Auch die großen Namen zieht es wieder in die Hauptstadt. Hugo Boss präsentierte hier in der vergangenen Woche seine neueste Kollektion. Vivienne Westwood schickte ihre Modeklasse mit den Diplom-Kreationen auf den Laufsteg. Mit knapp 300 Ausstellern ging am Sonntag «Bread & Butter» zu Ende. Internationale, junge Designer zeigten dort für Einkäufer aus aller Welt die neuesten Trends in den Bereichen "Urbanwear" und "Street Couture". Bereits zum fünften Mal wurde der "Walk of Fashion" organisiert, bei dem 100 Models die Straßen im Szeneviertel rund um den Hackeschen Markt in der Berliner Innenstadt zum Laufsteg machen.

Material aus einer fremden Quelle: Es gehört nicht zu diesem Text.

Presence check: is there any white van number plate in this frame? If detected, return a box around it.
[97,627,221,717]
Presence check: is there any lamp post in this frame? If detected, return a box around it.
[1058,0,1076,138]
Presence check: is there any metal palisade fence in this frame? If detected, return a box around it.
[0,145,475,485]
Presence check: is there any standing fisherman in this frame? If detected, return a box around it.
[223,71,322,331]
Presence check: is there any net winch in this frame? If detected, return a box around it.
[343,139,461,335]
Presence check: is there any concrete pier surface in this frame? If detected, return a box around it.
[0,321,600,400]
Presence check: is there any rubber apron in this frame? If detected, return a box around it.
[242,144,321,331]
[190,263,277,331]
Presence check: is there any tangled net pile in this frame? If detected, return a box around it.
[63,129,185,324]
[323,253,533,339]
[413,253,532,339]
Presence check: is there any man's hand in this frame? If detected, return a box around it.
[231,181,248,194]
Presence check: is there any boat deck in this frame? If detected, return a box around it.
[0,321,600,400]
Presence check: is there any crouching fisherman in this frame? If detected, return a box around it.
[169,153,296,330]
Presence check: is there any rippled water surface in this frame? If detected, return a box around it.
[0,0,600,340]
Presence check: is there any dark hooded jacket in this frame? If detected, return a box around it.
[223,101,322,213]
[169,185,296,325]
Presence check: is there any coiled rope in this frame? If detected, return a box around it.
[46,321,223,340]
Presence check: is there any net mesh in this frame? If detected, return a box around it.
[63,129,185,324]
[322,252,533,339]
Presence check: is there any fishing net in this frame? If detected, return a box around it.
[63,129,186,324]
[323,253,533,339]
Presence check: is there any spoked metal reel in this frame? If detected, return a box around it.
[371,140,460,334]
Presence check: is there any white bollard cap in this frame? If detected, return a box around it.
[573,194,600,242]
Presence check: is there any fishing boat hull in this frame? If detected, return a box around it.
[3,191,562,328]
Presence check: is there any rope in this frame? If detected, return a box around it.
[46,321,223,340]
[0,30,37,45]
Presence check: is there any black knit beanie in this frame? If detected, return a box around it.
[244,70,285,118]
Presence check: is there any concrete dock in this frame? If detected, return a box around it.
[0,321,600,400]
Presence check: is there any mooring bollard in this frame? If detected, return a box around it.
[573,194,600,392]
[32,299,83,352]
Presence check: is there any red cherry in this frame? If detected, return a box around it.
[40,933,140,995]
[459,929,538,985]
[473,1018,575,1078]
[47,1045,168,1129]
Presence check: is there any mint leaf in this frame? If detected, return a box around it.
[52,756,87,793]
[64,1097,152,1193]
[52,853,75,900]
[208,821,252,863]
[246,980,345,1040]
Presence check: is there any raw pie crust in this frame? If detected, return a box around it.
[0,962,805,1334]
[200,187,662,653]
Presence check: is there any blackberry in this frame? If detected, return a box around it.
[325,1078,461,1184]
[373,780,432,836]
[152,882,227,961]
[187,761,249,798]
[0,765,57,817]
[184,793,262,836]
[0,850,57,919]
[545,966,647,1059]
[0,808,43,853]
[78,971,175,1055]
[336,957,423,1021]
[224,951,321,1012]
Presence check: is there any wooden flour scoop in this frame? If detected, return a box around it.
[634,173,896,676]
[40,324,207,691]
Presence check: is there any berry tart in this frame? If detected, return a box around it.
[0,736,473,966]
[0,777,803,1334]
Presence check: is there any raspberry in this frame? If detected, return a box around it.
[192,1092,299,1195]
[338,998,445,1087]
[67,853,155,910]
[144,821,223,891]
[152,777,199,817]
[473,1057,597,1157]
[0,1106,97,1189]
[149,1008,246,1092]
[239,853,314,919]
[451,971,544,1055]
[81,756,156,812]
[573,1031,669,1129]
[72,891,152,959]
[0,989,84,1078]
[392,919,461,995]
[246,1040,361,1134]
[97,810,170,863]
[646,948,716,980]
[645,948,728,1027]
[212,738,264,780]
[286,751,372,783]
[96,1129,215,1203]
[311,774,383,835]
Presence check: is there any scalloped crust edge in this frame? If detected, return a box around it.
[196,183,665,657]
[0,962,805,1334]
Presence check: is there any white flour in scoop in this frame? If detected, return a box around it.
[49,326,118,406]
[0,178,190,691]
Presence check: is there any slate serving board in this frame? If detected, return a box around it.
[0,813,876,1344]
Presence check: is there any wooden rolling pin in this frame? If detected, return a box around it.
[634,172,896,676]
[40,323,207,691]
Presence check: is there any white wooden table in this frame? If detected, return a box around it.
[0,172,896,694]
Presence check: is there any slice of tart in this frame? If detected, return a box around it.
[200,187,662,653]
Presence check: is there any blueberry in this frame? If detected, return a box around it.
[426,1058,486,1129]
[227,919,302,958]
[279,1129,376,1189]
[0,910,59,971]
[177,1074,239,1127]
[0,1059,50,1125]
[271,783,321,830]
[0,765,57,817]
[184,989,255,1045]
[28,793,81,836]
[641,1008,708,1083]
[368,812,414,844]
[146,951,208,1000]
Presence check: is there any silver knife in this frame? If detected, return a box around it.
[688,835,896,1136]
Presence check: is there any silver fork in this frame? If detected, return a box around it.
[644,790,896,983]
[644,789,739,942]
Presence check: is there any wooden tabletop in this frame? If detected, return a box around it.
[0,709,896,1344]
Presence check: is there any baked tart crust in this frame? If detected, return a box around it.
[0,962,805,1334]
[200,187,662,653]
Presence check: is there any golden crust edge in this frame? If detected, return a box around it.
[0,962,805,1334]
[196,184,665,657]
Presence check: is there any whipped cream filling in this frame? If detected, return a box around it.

Wieder Modehauptstadt werden

Am kommenden Wochenende können die neuesten Modetrends bei der "Coral Fashion Show" am Brandenburger Tor bewundert werden. Und: Mehr als 80.000 angebliche "Modemuffel" sahen in den vergangenen Wochen die Werkschau von Giorgio Armani in der Neuen Nationalgalerie. Erst kürzlich erwarb die Stiftung Preußischer Kulturbesitz außerdem die berühmte Sammlung von Martin Kamer und Wolfgang Ruf mit 700 Kostümen und 800 Accessoires aus dem 18. bis 20. Jahrhundert.